A Multi-Criteria Comparison of Large Language Model Powered Assistants in Pre-Research Studies for the Academia

Akin, MURAT; Batur Sir, GÜL; Karadag, AYYÜCE; Cercioglu, HAKAN

doi:10.1109/access.2025.3586502

A Multi-Criteria Comparison of Large Language Model Powered Assistants in Pre-Research Studies for the Academia

Akin M., Batur Sir G. D., Karadag A., Cercioglu H.

IEEE ACCESS, cilt.13, ss.127086-127099, 2025 (SCI-Expanded, Scopus)

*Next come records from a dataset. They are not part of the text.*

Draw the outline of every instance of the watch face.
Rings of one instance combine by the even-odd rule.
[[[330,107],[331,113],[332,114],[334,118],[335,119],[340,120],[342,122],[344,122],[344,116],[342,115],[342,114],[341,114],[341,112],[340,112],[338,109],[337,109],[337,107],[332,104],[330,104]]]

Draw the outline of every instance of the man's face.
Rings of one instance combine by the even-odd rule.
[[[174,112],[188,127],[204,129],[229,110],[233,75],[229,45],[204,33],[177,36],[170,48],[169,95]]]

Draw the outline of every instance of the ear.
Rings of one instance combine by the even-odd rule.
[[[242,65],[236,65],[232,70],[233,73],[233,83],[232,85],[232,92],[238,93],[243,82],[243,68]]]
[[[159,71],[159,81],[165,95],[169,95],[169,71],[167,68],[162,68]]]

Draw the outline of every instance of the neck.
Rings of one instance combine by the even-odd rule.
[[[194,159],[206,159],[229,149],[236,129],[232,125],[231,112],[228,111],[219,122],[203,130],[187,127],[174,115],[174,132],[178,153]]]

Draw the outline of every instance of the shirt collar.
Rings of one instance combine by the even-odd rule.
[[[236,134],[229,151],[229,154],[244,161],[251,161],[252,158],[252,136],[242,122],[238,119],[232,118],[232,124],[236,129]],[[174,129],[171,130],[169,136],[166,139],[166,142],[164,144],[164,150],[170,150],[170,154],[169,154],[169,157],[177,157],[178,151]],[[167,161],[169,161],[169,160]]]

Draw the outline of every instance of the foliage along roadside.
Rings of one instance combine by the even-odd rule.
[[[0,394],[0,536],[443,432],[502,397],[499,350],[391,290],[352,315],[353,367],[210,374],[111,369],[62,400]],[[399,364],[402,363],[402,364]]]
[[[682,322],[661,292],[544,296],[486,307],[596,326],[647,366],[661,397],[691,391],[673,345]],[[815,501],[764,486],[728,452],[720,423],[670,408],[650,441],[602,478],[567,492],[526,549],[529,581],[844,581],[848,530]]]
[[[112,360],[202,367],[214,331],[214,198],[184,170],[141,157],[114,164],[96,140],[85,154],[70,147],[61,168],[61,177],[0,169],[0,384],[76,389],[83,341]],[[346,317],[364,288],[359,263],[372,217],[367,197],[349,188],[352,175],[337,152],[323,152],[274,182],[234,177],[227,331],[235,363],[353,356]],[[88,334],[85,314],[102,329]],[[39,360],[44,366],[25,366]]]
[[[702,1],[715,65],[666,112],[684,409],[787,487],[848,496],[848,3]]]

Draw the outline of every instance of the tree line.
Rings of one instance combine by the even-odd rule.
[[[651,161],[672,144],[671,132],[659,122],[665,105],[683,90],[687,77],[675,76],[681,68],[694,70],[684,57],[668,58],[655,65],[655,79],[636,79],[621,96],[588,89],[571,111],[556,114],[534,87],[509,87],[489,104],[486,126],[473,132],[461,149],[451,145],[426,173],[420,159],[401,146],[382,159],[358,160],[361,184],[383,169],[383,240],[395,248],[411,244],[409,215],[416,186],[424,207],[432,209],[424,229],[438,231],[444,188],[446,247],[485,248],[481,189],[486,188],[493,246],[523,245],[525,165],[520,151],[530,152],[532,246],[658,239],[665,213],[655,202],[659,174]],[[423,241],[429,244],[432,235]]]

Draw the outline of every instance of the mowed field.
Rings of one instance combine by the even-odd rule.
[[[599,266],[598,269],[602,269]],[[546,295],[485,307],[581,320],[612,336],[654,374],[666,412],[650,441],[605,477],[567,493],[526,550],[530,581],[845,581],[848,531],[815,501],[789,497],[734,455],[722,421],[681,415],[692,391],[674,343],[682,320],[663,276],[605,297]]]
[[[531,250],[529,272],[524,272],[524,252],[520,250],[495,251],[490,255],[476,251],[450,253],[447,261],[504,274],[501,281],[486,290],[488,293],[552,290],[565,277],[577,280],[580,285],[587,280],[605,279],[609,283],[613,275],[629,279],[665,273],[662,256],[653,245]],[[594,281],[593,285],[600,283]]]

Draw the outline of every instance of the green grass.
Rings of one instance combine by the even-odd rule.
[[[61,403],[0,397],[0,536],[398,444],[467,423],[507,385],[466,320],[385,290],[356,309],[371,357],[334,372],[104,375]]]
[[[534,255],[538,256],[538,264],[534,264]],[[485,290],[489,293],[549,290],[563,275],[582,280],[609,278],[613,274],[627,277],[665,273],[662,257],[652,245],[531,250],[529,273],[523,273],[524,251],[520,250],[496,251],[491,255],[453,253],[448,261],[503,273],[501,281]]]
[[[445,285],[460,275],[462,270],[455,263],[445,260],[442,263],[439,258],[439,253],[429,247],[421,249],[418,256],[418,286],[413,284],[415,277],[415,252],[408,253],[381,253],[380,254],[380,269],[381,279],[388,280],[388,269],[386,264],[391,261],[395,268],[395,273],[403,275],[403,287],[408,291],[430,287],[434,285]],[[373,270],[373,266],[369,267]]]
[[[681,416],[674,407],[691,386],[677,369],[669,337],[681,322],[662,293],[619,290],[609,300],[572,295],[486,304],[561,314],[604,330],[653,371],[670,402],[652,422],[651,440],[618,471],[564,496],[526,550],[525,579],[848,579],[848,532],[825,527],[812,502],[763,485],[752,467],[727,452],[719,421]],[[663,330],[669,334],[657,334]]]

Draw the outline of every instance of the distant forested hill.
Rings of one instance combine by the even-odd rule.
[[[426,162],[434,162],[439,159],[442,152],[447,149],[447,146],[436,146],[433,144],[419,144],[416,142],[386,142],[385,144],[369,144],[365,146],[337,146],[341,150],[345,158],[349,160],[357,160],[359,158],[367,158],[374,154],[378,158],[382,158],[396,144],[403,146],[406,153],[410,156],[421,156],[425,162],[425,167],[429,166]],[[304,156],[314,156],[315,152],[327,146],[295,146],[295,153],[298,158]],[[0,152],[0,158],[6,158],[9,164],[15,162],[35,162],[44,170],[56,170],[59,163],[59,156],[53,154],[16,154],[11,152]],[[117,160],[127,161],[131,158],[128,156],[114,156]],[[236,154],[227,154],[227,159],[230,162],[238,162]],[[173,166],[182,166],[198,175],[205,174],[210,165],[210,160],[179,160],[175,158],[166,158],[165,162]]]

Yayın Türü: Makale / Tam Makale
Cilt numarası: 13
Basım Tarihi: 2025
Doi Numarası: 10.1109/access.2025.3586502
Dergi Adı: IEEE ACCESS
Derginin Tarandığı İndeksler: Science Citation Index Expanded (SCI-EXPANDED), Scopus, Compendex, INSPEC, Directory of Open Access Journals
Sayfa Sayıları: ss.127086-127099
Gazi Üniversitesi Adresli: Evet

Özet

Large Language Models (LLMs), including Generative Pre-trained Transformers (GPT), a specific type of Large Language Model Powered Assistants (LLM-PA), have emerged as powerful tools in academic research and education. They offer capabilities ranging from language understanding to content generation, and serve as the foundation for LLM-PA-powered assistants, such as ChatGPT, DeepSeek, and Gemini, which facilitate interactive learning, research support, and intelligent tutoring. This study aims to guide researchers in choosing and ranking various LLM-PA alternatives in their preliminary research for academic studies. However, selecting the appropriate alternatives requires considering a large number of distinct criteria. Therefore, we conducted a multi-criteria comparison of different LLM-PAs employed in academic research. These assistants are evaluated based on criteria including performance metrics, user experience, ethical issues, and technical constraints. Examining the strengths and limitations of each tool across these dimensions, it is aimed to provide insights into their performance and suitability for academic applications. Throughout the solution procedure, we first define the criteria and sub-criteria affecting the preferences and sort them by the G1 method. Subsequently, we evaluate nine commonly used LLM-PA using the Simple Additive Weighting Method. According to the results, Gemini 2.0, Claude 3.7 Sonnet and ChatGPT-4o are the most preferred tools.